Archive for September, 2008

DNFTT
September 20, 2008

Since around May of this year this blog has received countless comments basically telling me I’m stupid and that I should just shut up.

Some friends have said publishing these comments exposes the commenter as the jerk they are.  Some fellow beer bloggers have even implied that not posting comments is censorship. But this assumes these comments are part of a discussion, which they are not.  Trolls never want to discuss anything.

I’ve considered shutting this blog down a few times because I’m tired of dealing with it.  But then I realized this is the state of the blogsphere: comments give space to small people with typing skills, cowards who are threatened by the voice blogs give to people they normally don’t have to deal with, and though the “controversy” may make the hit count soar, I’m not interested in that.

Apparently this is not an isolated case:

Internet Harassment of Women

Feminist Bloggers Face Online Harassment

Misogyny Bares its Teeth on the Internet

How the Web Became a Sexists’ Paradise

This is my blog, and it is public, but it is also private: it’s about me, an actual person– a woman who likes beer and who’s going to keep writing about it.

Things I Learned Today
September 19, 2008

  • I can blog from the banking citadel in which I work. Wherein most websites are verboten, this one is not.
  • Taking lunch in heels is a bad idea.  (I thought– how hard could it be?  So many of my fellow City  women do it.  I had learned from a fellow City worker that most women in heels wear trainers to lunch, keeping their heels under their desk.  Why did I not do this today?  Maybe I was feeling sassy, or stupid, but I limped back to my desk.)
  • Negotiating the banalities of the office is even harder after a pint.

Today I went to the Blackfriar pub, which is very close to my office.  I passed the Rising Sun, which is the closest pub to me– it  has a grand red corner sign and is on a lovely little windy secret street.  However, every time I go by it is filled with suits.  They are my coworkers, yes, but do I really want to drink with them? Well, being a woman alone, someone who knows no one here,  it would be more like drinking around them. I have tried to rally my pleasant coworkers around the wisdom of the lunchtime pint but they aren’t having it.  I’m on my own.

I usually go to the Blackfriars pub because it’s a nice mix of people and I’ve rarely had a bad pint there.  Plus, even inundated with tourists,  you can always find a seat and it’s lovely inside.  They havea weekly guest ale which I always try.  Today it was a Coach House Blueberry Bitter.

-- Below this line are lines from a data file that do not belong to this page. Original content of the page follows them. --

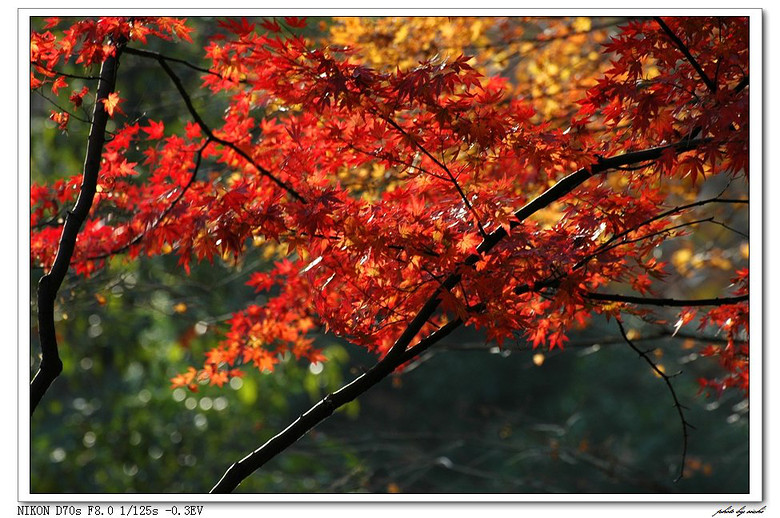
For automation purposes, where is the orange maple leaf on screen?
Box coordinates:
[100,92,125,118]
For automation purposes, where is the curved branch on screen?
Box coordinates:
[210,320,462,493]
[615,318,693,482]
[30,42,124,415]
[653,16,718,93]
[122,48,306,203]
[84,138,211,261]
[211,136,707,493]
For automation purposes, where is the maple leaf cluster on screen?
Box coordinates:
[31,18,748,398]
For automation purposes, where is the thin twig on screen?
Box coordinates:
[615,318,694,482]
[127,49,306,203]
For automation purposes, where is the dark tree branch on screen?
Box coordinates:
[125,47,222,78]
[127,48,306,203]
[615,318,693,482]
[30,61,100,81]
[84,138,211,261]
[382,117,487,237]
[211,136,707,493]
[653,16,718,93]
[30,42,124,415]
[211,320,462,493]
[584,292,750,308]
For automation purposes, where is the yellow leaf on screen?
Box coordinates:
[571,17,591,32]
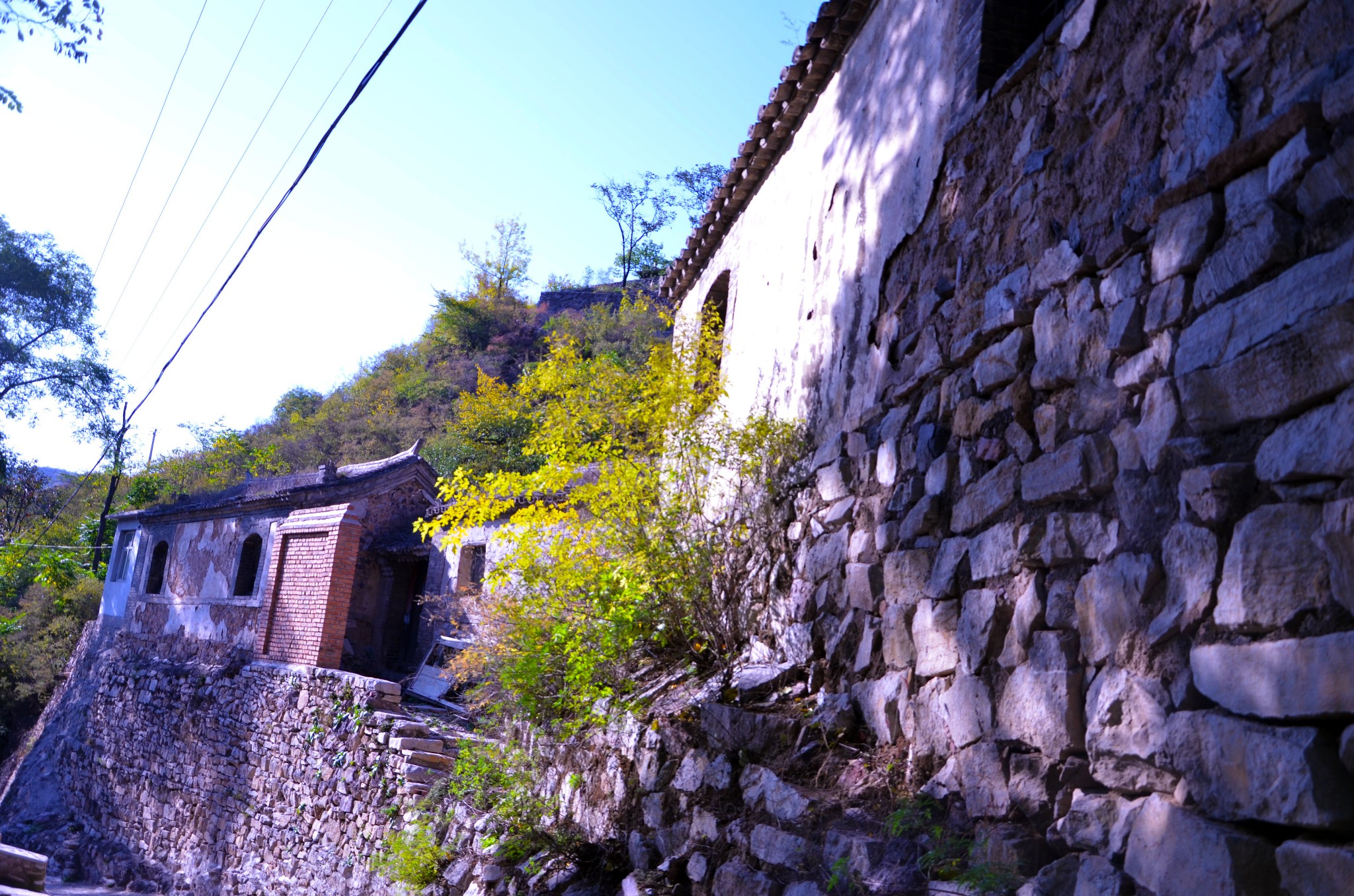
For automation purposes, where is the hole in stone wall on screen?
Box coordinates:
[146,541,169,594]
[235,535,262,597]
[978,0,1063,96]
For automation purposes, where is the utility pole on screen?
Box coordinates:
[91,402,128,576]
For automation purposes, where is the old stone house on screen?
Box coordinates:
[102,445,487,678]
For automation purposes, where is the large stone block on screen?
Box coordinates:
[1147,523,1217,644]
[1175,233,1354,376]
[1274,840,1354,896]
[1076,554,1160,665]
[1255,389,1354,482]
[1213,504,1331,632]
[955,587,1000,674]
[1152,194,1222,283]
[939,674,992,749]
[996,663,1086,759]
[912,598,959,678]
[1021,435,1119,504]
[1164,710,1354,829]
[1190,632,1354,719]
[951,457,1021,532]
[1175,303,1354,433]
[1086,669,1175,793]
[1124,796,1278,896]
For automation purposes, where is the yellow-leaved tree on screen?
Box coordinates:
[417,299,803,726]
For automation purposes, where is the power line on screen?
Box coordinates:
[118,0,335,367]
[8,0,428,576]
[103,0,268,326]
[139,0,395,381]
[93,0,208,276]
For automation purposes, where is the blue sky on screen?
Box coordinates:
[0,0,818,470]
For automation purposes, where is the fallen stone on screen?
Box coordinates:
[996,665,1086,759]
[1086,669,1177,793]
[951,457,1021,532]
[1057,790,1147,857]
[712,860,780,896]
[1179,463,1254,527]
[1124,794,1279,896]
[1021,436,1119,504]
[1147,523,1217,646]
[955,743,1010,817]
[1163,710,1354,829]
[1152,194,1222,283]
[1213,504,1331,632]
[912,598,959,678]
[1175,241,1354,376]
[1255,389,1354,482]
[1076,554,1159,665]
[852,670,921,745]
[1190,632,1354,719]
[738,765,813,821]
[1177,300,1354,433]
[1274,840,1354,896]
[939,674,992,749]
[974,328,1033,395]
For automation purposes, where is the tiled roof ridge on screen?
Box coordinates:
[659,0,873,298]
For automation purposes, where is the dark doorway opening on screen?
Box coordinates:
[380,558,428,674]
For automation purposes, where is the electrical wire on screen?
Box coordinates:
[146,0,395,373]
[93,0,210,276]
[118,0,335,367]
[103,0,268,326]
[19,0,428,563]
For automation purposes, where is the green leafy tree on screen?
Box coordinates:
[592,170,676,287]
[0,217,122,436]
[668,164,731,227]
[0,0,103,112]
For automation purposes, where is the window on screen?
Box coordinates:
[235,535,262,597]
[978,0,1063,96]
[697,271,729,391]
[146,541,169,594]
[111,529,137,582]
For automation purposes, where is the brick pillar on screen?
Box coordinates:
[255,504,362,669]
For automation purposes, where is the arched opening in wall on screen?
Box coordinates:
[976,0,1064,96]
[696,271,729,392]
[146,541,169,594]
[234,535,262,597]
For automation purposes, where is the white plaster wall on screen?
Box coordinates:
[99,523,143,618]
[678,0,956,430]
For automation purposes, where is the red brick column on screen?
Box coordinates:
[255,504,362,669]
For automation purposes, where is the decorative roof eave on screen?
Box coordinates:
[658,0,873,298]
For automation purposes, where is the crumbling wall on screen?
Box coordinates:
[3,638,428,896]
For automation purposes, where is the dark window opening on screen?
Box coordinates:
[696,271,729,392]
[456,544,486,590]
[146,541,169,594]
[111,529,137,582]
[235,535,262,597]
[978,0,1063,96]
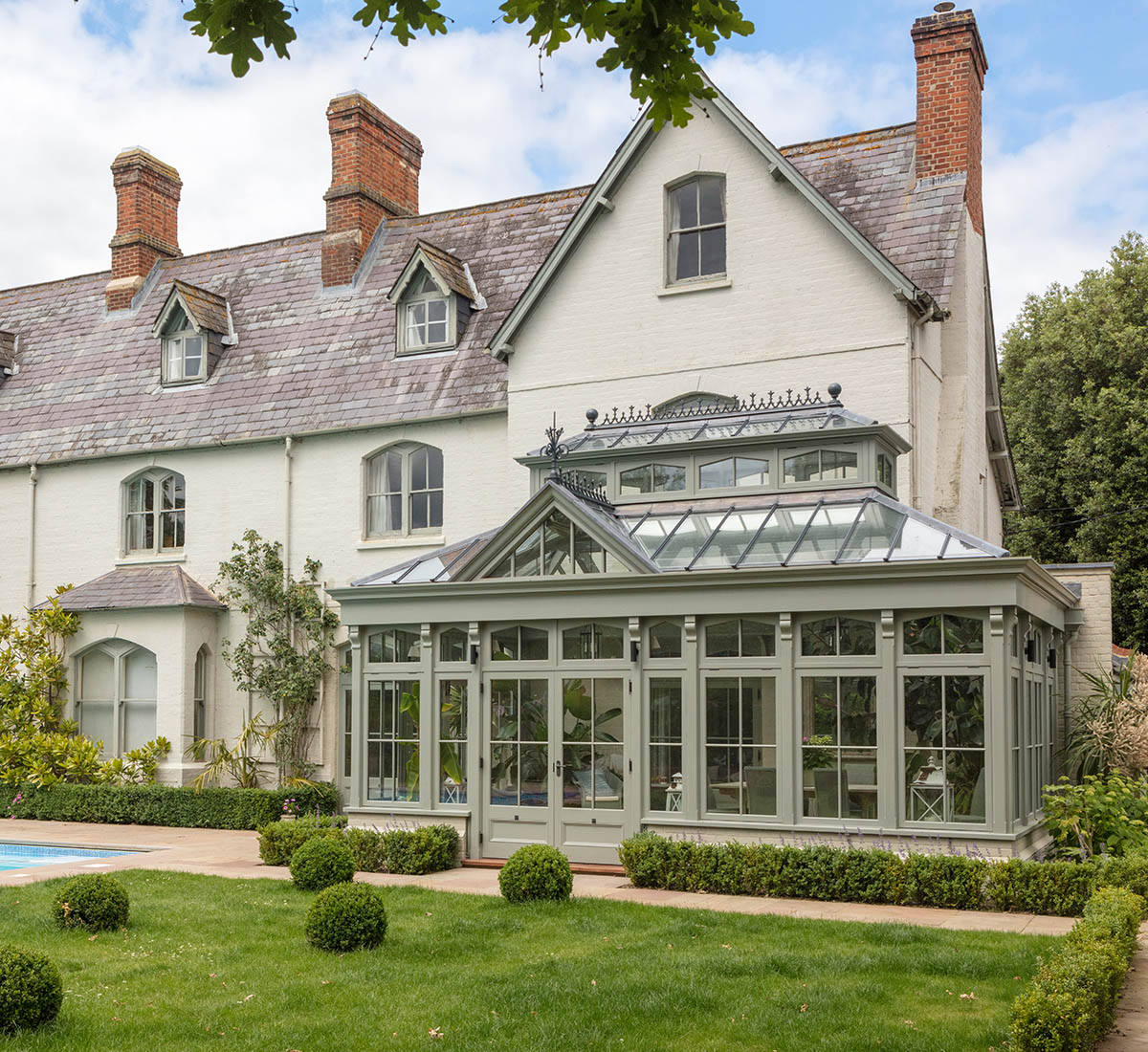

I ordered a half but was given a full.  I’m glad I liked it, nay, loved it, but now I’m confronting an afternoon of work a bit tipsy.  Even so, it had a blueberry muffin nose, and was definitely very sweet– cut by a resiny, bitter finish making it a very balanced beer– surprising given the blueberry-pancake finish.  I apologize for comparing this beer to sweet food.  I usually hate that.  If anything the berries in the beer were very present but completely natural and earthy tasting, melding well with the malt and hops of the beer so that it didn’t taste blueberry-flavoured at all.

While I was finishing my pint, my nose in a Gunter Grass novel– more to banish self-consciousness at drinking alone than to actually read, II overheard an American tourist talking to a Brit (she must have been a Brit– she was eating a fish finger sandwich).  The American smelled of cheap perfume which was overwhelming my pint and making me grumpy.  She told the other woman that there are no pubs in America, only bars, and they serve hard alcohol and are “scary”.  She said that she can only buy non-alcoholic beer in her supermarket which made me conclude she must have been from a dry county in the midwest, not dissimilar from where some of my relatives reside. 

It made me sad, and maybe a bit homesick and confused.  The only thing that gave me a glimmer of hope was that she was drinking a dark brown ale, so maybe she was catching on.